El diccionario me da "comelona", pero no me suena, porque el contexto es de alguien que se está anunciando como "loira sarada", con fines sexuales.
¡Ay, Dios mío!
Espero su maravillosa ayuda.
Saludos
Pilar


----------



## Giorgio Lontano

Pilar Obón said:


> Hola, chicos:
> 
> ¿Cómo se dice en español cuando una mujer es "loira sarada"?
> 
> El diccionario me da "comelona", pero no me suena, porque el contexto es de alguien que se está anunciando como "loira sarada", con fines sexuales.
> ¡Ay, Dios mío!
> Espero su maravillosa ayuda.
> Saludos
> Pilar


 
¿Y "*rubia tragona*" no te suena a "fines sexuales"? 

¡De pelos!


----------



## Pilar Obón

Puede ser, ¿verdad?

¡Gracias, Giorgo!

 Pilar


----------



## Vanda

Nós dizemos 'sarado/sarada' para significar uma pessoa que malha, que se exercita, que tem o corpo definido! O novo James Bond, por exemplo, é sarado, saradão! (Claro que não chega aos pés da beleza do Brosnam, mas pelo menos é sarado!) E para saber o que é uma loira sarada é só fazer uma busca nas imagens da internet...


----------



## Giorgio Lontano

Vanda said:


> Nós dizemos 'sarado/sarada' para significar uma pessoa que malha, que se exercita, que tem o corpo definido! O novo James Bond, por exemplo, é sarado, saradão! (Claro que não chega aos pés da beleza do Brosnam, mas pelo menos é sarado!) E para saber o que é uma loira sarada é só fazer uma busca nas imagens da internet...


 
Então eu ia pela direção errada. 
 
Valeu Vanda!


----------



## coquis14

Acho então que "rubia despampanante" ficaria ótimo.

Até mais


----------



## Giorgio Lontano

coquis14 said:


> Acho então que "rubia despampanante" ficaria ótimo.
> 
> Até mais


 
Concordo com você. 

Até logo.


----------



## Pilar Obón

Hecho, chicos, dejaremos a la "rubia despampanante" de Coquis.
Giorgio, eres encaminador de almas.
¡Gracias a todos!
Pilar


----------



## Carfer

coquis14 said:


> Acho então que "rubia despampanante" ficaria ótimo.
> 
> Até mais


 
Creio que é '_espampanante_' que se diz.
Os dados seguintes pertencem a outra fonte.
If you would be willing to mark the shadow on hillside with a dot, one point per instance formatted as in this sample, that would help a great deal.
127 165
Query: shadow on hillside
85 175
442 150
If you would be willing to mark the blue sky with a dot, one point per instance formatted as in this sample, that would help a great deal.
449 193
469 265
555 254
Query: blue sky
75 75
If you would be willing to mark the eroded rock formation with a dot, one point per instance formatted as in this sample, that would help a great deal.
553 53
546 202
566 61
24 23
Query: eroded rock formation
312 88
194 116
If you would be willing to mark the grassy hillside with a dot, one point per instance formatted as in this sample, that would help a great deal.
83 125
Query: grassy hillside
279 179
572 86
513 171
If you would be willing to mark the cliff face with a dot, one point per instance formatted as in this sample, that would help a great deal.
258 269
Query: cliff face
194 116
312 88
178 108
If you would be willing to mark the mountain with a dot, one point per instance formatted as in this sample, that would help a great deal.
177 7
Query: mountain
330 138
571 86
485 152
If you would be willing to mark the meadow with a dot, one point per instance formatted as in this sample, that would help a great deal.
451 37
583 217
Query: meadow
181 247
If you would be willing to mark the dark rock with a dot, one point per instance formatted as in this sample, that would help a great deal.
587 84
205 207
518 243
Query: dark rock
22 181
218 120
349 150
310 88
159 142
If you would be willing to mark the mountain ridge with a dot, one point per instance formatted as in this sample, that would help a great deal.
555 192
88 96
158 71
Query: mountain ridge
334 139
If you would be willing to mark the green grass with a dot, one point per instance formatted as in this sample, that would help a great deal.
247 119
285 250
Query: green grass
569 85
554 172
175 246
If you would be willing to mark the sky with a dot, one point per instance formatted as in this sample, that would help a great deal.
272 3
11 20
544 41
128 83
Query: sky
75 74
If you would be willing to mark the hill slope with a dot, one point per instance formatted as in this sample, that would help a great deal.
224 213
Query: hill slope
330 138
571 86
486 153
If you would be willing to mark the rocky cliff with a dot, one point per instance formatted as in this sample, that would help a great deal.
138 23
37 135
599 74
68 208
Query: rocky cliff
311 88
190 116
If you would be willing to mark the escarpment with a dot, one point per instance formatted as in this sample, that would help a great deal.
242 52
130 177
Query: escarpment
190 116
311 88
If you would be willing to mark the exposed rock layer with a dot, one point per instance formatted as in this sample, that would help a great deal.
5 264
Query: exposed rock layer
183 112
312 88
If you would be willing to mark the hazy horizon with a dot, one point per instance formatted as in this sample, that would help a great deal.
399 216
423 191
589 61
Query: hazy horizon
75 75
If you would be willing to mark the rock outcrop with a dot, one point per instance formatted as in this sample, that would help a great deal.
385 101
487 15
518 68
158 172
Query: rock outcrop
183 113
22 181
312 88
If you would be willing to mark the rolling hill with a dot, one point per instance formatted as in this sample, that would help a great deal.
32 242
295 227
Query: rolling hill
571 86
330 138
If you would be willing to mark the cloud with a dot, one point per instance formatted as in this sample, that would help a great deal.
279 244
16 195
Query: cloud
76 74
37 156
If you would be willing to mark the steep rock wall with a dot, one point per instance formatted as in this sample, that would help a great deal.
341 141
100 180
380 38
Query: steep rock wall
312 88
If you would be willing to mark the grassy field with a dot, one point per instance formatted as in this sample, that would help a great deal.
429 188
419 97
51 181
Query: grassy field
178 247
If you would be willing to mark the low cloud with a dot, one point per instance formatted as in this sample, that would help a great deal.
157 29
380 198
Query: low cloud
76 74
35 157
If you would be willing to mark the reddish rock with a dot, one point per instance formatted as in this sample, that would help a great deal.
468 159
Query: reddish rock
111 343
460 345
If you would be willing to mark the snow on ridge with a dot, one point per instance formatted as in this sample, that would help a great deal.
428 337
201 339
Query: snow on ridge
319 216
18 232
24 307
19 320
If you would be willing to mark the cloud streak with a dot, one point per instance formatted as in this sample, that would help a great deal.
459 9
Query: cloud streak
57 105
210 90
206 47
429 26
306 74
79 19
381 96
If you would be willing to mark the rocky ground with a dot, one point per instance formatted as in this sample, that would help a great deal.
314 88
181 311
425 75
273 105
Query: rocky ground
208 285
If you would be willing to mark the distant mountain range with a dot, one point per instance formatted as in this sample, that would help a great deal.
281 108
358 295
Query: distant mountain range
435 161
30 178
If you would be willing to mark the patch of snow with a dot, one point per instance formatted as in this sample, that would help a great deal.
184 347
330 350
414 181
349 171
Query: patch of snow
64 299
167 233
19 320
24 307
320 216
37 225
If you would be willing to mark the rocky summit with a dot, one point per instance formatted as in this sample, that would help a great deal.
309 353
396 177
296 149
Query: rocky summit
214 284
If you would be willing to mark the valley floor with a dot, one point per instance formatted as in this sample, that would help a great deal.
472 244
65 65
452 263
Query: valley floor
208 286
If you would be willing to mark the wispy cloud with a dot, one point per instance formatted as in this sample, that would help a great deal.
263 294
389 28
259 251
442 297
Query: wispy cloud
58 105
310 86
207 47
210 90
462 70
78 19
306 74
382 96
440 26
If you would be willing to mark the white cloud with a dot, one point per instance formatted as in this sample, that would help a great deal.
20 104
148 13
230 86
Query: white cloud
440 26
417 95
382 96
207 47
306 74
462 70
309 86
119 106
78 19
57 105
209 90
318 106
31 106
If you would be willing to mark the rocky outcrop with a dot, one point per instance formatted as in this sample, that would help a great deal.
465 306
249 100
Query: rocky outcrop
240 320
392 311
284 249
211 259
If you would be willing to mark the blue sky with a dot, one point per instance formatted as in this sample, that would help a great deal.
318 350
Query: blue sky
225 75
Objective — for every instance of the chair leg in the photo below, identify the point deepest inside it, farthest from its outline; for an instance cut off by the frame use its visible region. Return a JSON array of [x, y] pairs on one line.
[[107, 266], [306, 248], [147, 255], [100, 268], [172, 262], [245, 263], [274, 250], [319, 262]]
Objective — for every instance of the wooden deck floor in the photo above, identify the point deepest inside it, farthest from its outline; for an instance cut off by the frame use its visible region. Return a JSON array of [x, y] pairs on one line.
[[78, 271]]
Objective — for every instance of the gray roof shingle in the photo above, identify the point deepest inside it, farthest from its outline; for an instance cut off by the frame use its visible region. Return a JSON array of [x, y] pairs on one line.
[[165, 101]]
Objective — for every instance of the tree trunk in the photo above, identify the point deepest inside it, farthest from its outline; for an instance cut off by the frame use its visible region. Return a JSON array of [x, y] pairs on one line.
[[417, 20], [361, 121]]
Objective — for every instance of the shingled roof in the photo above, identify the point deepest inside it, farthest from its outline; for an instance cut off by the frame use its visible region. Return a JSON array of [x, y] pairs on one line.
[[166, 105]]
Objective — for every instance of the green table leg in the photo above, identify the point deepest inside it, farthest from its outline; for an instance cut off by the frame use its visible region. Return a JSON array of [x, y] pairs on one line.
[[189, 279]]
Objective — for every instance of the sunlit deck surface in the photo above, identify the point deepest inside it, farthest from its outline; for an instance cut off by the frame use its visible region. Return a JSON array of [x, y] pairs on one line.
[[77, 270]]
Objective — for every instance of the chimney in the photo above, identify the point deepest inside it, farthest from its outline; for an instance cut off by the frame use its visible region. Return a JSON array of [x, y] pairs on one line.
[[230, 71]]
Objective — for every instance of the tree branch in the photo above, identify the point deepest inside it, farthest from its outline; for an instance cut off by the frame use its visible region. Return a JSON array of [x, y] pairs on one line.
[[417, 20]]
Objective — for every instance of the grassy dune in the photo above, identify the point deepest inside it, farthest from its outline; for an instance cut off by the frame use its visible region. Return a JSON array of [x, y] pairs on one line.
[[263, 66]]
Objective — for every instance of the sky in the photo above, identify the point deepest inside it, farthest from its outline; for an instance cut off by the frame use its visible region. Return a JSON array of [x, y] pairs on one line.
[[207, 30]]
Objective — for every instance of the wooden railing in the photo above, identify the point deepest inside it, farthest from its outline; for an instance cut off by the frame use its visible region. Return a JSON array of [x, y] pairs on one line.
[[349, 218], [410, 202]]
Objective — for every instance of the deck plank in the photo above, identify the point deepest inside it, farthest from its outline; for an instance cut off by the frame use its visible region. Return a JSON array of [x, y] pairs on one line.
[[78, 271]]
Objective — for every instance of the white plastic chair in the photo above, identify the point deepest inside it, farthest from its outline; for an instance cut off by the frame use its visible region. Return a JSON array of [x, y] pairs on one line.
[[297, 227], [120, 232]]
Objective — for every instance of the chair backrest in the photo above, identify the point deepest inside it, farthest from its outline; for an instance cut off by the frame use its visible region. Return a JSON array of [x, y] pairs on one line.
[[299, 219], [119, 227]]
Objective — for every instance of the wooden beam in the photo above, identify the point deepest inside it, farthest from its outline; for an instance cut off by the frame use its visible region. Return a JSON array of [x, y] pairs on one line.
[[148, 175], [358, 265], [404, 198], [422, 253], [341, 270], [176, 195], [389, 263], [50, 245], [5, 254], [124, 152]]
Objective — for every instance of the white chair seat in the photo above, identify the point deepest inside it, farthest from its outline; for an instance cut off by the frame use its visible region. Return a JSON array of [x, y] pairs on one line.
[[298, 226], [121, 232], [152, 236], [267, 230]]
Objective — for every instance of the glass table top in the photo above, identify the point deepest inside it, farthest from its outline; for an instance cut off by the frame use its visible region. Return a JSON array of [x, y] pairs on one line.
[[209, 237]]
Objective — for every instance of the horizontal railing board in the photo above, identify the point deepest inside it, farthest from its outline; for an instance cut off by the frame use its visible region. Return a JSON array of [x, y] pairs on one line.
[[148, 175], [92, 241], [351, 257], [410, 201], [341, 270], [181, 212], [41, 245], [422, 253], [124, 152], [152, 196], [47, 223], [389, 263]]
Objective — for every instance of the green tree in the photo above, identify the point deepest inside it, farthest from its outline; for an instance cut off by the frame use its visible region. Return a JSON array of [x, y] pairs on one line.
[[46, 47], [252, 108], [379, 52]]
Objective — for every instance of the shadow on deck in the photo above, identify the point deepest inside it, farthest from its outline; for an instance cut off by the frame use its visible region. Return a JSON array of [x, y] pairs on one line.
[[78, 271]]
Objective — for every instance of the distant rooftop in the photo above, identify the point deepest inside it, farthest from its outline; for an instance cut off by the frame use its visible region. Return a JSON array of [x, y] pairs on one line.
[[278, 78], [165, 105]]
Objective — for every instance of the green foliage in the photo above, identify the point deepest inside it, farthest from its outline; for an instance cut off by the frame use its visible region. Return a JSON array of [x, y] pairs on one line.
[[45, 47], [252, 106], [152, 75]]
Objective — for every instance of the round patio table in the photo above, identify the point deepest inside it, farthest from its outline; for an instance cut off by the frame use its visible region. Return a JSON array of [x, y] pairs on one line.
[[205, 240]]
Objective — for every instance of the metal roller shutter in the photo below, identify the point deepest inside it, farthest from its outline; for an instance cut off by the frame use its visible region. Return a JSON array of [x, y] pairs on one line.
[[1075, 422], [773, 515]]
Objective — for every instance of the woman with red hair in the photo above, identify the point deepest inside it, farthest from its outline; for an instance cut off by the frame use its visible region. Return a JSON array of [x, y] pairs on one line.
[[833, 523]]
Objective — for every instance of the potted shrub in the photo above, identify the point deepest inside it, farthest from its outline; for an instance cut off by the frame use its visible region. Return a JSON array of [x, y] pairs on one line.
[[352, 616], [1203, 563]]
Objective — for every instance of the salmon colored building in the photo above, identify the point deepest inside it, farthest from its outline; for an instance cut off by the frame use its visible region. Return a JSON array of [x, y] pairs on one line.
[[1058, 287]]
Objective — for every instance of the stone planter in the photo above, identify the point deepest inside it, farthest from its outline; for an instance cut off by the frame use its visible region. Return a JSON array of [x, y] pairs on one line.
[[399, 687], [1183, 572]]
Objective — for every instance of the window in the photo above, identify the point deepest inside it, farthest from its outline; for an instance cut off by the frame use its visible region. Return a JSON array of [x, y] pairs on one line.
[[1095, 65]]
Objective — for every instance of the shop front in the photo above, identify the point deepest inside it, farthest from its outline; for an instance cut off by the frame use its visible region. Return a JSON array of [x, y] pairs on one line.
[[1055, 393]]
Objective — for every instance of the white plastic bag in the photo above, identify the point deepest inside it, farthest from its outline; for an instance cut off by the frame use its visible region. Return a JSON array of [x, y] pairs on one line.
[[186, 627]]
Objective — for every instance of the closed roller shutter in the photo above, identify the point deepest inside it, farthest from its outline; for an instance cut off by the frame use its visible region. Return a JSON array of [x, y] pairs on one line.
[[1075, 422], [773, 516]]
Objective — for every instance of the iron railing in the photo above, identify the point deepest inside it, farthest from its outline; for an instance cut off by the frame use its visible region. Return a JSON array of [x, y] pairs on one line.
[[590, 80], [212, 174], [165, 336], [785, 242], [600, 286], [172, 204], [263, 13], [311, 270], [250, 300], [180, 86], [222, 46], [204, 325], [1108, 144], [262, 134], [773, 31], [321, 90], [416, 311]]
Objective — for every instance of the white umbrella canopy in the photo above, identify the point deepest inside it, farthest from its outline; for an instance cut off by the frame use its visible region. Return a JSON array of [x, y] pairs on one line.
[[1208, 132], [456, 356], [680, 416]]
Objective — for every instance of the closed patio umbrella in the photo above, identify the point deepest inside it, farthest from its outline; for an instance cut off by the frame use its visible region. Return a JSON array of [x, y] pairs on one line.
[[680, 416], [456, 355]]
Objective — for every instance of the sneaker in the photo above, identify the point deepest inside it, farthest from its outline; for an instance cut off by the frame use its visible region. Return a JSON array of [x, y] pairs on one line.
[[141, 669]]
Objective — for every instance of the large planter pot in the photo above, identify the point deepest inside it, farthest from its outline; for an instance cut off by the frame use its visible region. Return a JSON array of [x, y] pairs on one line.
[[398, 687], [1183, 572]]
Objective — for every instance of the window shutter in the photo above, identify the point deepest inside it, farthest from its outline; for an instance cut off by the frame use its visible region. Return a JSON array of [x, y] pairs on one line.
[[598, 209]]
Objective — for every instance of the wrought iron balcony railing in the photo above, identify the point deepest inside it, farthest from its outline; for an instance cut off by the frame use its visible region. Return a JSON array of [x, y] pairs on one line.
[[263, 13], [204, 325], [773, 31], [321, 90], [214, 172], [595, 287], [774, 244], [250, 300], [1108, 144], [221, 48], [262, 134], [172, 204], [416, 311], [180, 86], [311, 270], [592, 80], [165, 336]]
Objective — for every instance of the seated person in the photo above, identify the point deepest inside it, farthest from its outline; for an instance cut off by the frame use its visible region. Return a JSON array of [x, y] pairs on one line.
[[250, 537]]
Não sabia o significado de '_sarada_' mas, agora que sei, '_espampanante_' é uma expressão que nós usamos muito por cá para descrever uma loura vistosa, espalhafatosa.


----------



## Giorgio Lontano

Carfer said:


> Creio que é '_espampanante_' que se diz. Não sabia o significado de '_sarada_' mas, agora que sei, '_espampanante_' é uma expressão que nós usamos muito por cá para descrever uma loura vistosa, espalhafatosa.


 
"_Despampanante_" está certo. “_Espampanante_” não tinha ouvido, nem figura no DRAE.
 
Abraços.


----------



## Carfer

Giorgio Lontano said:


> "_Despampanante_" está certo. “_Espampanante_” não tinha ouvido, nem figura no DRAE.
> 
> Abraços.


 
Desculpem, foi confusão minha: como nunca tinha ouvido '_sarada_' julguei que essa é que era a palavra espanhola e que a Pilar queria saber a equivalente em português.


----------



## Giorgio Lontano

Carfer said:


> Desculpem, foi confusão minha: como nunca tinha ouvido '_sarada_' julguei que essa é que era a palavra espanhola e que a Pilar queria saber a equivalente em português.


 
Nada que desculpar. Estamos todos para nos enriquecer.


----------



## Carfer

Agora que reli melhor todas as contribuições deste tópico, vão-me desculpar que volte à carga: se _'sarado/a_' é uma pessoa cujo corpo está modelado pelo exercício físico, então não é exactamente a mesma coisa que '_espampanante_' (ou '_despampanante'_ em espanhol), já que este termo tem uma conotação de _espalhafatoso_ (ou '_pasmoso'_ em espanhol). Ter um corpo cuidado não implica necessariamente chamar a atenção e provocar burburinho, como sucede, inevitavelmente, com uma _'loira espampanante'_.
Ia sugerir _'loira escultural' _mas nessa acepção perde-se a conotação com o exercício físico (pode-se ser escultural sem se fazer nada por isso, há quem nasça cheio de sorte)


----------



## Mangato

Carfer said:


> Agora que reli melhor todas as contribuições deste tópico, vão-me desculpar que volte à carga: se _'sarado/a_' é uma pessoa cujo corpo está modelado pelo exercício físico, então não é exactamente a mesma coisa que '_espampanante_' (ou '_despampanante'_ em espanhol), já que este termo tem uma conotação de _espalhafatoso_ (ou '_pasmoso'_ em espanhol). Ter um corpo cuidado não implica necessariamente chamar a atenção e provocar burburinho, como sucede, inevitavelmente, com uma _'loira espampanante'_.
> Ia sugerir _'loira escultural' _mas nessa acepção perde-se a conotação com o exercício físico (pode-se ser escultural sem se fazer nada por isso, há quem nasça cheio de sorte)


 
Também poderíamos tildar a loira de "espectacular".  Descúlpeme, pois não estou certo se em português tildar tem o mesmo sentido figurativo que no espanhol, sinalar, qualificar.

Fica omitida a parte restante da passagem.